Moreover, as to the filing of objections by the defendants, "[s]ection 440 . . . cannot be used to attack findings of fact."Iroquois Gas Transmission System v. Mileski, 43 Conn. App. 47,52, 682 A.2d 140 (1996). "Absent . . . [an] exception to the report, the trial court, in ruling on the objection, [is] limited to determining whether the subordinate facts were sufficient to support the ultimate factual conclusions." (Internal quotation marks omitted.) Id., 51. Despite the absence of a timely motion to correct and exceptions, the transcript has been reviewed, and there is ample testimony that the defendants did not complain about the plaintiff's competence until the plaintiff announced that he wanted to enforce the Severance Agreement.3 As such, the subordinate facts adequately support the referee's ultimate finding concerning the circumstances of the plaintiff's termination, and this finding should not be disturbed by this court.
Therefore, judgment is entered in favor of the plaintiff for $50,000, but without prejudgment interest under General Statutes § 37-3a.

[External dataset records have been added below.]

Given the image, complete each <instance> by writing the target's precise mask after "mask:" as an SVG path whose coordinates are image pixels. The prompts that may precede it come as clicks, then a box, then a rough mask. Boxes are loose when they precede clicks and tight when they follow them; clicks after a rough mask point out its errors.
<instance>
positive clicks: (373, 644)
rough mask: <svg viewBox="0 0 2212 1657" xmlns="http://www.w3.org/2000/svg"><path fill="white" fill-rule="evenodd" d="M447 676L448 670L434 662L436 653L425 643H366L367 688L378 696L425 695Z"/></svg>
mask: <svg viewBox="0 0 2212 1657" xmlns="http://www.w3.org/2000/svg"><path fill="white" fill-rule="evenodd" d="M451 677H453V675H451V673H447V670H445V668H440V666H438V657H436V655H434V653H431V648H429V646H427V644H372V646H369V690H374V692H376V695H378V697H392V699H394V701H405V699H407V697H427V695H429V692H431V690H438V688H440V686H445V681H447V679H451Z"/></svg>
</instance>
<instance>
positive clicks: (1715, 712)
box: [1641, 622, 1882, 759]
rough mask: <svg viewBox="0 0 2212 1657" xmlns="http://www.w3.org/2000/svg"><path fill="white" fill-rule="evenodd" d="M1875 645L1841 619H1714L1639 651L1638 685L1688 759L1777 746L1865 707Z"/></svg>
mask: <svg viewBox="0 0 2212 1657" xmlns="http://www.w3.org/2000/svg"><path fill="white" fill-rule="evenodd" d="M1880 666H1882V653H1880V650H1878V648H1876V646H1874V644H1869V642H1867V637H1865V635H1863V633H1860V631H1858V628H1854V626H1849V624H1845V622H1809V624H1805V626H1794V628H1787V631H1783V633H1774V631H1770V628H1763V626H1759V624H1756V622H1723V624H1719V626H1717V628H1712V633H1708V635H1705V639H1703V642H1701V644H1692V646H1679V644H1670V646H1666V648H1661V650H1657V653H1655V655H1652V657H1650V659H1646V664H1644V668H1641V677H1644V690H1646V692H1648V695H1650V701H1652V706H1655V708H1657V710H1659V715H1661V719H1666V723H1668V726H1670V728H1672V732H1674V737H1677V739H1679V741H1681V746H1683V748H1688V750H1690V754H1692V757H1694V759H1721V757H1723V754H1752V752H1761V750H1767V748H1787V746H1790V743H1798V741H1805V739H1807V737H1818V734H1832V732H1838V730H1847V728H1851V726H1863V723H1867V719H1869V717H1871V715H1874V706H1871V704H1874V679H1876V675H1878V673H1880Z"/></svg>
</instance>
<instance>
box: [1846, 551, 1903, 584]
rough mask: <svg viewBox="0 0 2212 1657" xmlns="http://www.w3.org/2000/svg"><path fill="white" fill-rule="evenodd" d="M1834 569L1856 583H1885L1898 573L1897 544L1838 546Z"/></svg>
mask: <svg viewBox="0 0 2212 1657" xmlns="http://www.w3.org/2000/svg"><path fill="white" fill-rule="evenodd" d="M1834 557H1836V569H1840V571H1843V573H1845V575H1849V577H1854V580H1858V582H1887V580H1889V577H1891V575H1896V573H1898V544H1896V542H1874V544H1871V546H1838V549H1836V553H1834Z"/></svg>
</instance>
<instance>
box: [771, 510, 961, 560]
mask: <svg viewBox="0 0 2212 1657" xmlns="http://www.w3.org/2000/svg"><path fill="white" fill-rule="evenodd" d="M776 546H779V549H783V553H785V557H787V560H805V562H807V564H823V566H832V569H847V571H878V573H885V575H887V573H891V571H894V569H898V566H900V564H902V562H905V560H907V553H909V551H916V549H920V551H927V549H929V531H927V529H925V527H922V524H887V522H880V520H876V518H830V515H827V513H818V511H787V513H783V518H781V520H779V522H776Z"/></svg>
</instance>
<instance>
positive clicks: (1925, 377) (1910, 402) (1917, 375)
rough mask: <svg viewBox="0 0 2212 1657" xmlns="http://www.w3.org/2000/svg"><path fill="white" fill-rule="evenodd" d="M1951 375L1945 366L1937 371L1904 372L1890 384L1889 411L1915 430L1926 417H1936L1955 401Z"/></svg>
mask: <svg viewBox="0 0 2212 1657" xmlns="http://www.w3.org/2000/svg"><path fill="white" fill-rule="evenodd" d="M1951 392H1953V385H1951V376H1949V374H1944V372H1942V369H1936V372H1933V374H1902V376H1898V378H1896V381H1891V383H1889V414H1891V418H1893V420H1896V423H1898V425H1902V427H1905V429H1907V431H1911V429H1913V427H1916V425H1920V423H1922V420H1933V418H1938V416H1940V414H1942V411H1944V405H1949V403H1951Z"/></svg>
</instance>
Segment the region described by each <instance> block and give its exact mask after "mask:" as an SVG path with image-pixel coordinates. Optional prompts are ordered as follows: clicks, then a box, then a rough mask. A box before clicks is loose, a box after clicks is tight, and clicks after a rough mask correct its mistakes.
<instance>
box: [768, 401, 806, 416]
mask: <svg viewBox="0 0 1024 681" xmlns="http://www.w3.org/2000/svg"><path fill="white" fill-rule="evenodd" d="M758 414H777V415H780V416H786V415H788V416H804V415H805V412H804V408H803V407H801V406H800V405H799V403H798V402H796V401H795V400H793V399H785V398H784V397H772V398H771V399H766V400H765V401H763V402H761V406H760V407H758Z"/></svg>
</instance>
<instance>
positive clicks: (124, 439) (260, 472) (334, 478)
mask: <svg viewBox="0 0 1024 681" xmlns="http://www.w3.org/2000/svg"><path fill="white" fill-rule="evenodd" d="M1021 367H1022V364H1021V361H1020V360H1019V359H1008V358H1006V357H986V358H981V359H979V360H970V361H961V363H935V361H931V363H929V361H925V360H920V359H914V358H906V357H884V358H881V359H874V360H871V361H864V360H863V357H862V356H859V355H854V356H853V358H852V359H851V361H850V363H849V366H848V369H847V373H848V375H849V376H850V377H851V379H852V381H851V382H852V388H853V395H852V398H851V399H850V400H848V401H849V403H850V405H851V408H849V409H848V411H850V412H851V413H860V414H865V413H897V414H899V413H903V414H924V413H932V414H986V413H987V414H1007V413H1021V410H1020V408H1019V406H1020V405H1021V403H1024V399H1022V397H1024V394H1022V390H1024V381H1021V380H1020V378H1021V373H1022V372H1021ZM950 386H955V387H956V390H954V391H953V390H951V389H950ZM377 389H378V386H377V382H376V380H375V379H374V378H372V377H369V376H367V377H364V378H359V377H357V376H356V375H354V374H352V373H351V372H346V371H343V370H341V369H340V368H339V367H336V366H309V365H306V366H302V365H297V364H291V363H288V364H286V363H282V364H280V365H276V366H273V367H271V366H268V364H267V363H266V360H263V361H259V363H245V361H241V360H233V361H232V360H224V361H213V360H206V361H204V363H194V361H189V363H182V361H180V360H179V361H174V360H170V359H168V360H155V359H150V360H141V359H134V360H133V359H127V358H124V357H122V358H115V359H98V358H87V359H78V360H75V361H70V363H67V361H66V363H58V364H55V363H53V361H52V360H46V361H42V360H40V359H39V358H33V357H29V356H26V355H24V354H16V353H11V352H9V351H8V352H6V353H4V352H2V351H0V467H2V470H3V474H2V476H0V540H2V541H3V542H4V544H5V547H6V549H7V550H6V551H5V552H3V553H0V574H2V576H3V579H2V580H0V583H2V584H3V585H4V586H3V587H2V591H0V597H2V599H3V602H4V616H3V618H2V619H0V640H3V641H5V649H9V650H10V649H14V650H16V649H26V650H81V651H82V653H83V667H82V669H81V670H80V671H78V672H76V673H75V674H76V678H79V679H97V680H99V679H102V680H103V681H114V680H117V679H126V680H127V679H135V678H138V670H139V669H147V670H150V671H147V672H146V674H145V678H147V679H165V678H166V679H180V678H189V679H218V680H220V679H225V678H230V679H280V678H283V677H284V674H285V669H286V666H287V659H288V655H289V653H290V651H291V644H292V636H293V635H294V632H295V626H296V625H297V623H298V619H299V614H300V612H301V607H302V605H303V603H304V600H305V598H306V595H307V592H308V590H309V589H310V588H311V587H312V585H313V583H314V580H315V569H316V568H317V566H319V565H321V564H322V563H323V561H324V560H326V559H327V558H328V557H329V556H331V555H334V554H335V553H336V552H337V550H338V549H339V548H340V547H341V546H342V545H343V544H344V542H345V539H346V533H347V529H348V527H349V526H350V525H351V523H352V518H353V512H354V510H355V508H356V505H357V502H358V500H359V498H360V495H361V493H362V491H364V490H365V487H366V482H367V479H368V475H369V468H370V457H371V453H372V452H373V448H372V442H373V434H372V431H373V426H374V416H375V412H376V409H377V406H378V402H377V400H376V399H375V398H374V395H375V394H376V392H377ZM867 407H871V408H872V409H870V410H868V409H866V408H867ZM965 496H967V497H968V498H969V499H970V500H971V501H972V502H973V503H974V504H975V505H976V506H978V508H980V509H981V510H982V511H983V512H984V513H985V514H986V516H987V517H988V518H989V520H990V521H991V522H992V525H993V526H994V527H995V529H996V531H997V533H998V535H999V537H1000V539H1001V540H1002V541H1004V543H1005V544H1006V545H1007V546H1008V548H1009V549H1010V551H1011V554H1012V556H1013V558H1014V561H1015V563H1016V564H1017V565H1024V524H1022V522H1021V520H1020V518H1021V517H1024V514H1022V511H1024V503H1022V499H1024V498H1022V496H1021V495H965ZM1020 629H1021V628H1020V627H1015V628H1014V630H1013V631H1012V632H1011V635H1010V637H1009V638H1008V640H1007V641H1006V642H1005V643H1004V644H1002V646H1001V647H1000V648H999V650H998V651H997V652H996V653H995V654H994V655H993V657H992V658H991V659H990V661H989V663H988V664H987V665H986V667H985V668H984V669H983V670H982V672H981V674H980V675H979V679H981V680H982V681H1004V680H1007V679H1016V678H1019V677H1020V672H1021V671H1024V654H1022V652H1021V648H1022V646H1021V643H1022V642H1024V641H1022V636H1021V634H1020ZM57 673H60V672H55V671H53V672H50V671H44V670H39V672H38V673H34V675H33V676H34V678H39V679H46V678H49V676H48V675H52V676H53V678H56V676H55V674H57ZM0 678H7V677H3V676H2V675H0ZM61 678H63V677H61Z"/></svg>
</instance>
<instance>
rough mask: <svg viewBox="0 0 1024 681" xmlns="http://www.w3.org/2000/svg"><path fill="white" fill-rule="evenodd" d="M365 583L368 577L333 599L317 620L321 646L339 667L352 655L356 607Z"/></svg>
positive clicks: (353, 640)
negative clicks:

Since the judgment recovered is equal to the offer of judgment, the plaintiff is entitled to 12% annual interest in accordance with General Statutes § 52-192a.4 In this case, the interest amounts to $18,316.73, which, when added to $50,000, results in a total judgment in favor of the plaintiff and against the defendants for $68,316.73. Costs shall be taxed by the clerk.
So Ordered.
Dated at Stamford, Connecticut, this 27th day of November, 1996.